Ending on February 28, William George & Co’s online timed auction includes this 16th or 17th century French figural plaque, attributed to the French Huguenot potter Bernard Palissy (c.1501-90) and his school.
Measuring 15½in (39.5cm) wide, the lightly potted earthenware plaque is hand-painted in typical Palissy colours and decorated with a central figure of a semi-clad maiden playing an Aulos twin pipe surrounded by young putti, Bacchus masks and a Pan-like dancing figure. It is estimated at £4000-6000.
Due to the light and fragile nature of the potting, few pieces have survived today that can be attributed to the Palissy workshops.
These late 17th or early 18th century heraldic lions star in Wilkinson’s period oak sale in Doncaster, South Yorkshire, on February 26.
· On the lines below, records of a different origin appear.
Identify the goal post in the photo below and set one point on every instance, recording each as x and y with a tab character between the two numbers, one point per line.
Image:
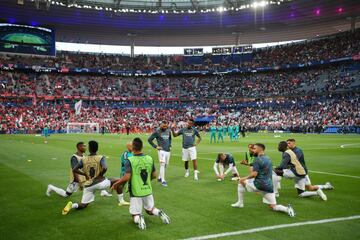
74	127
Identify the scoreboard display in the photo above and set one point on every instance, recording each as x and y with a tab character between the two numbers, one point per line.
25	39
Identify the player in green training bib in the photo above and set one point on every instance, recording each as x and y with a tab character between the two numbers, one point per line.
124	156
213	133
220	133
139	171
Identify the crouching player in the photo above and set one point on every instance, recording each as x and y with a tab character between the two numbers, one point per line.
291	168
260	181
93	167
76	180
140	170
225	160
121	188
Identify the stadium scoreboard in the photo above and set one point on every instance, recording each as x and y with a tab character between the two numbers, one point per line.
232	50
15	38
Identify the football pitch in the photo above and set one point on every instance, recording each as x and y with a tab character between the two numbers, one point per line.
201	208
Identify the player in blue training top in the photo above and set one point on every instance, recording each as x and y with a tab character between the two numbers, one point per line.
260	180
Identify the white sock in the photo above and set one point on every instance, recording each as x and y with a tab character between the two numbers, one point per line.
155	211
241	191
280	208
136	219
162	171
59	191
121	197
275	183
75	205
308	194
221	168
323	186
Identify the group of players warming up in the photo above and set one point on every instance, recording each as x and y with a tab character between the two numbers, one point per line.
138	169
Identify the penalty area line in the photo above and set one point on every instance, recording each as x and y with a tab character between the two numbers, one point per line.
336	174
269	228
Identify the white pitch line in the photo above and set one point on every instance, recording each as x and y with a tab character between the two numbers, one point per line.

Retaining some residual polychrome, the 4ft 5in (1.38m) high beasts sit on their haunches with front paws resting upon shields emblazoned with a cross.
This large 17th century beadwork basket is being offered by Dominic Winter in Gloucestershire on March 2.
Perhaps made to hold a layette or sprigs of rosemary for a birth or betrothal, or simply as a decorative piece, the basket dates to 1664 and depicts the Biblical story of Esther and King Ahasuerus.
At the time of the Restoration of Charles II, the tale served as a timely reminder of the sovereignty and greatness of the king, his graciousness in receiving supplicating subjects and the dangerous consequences of not honouring the monarchy. Such items in a dwelling may well have served to prove the allegiance of the household to the king. Estimate £4000-6000.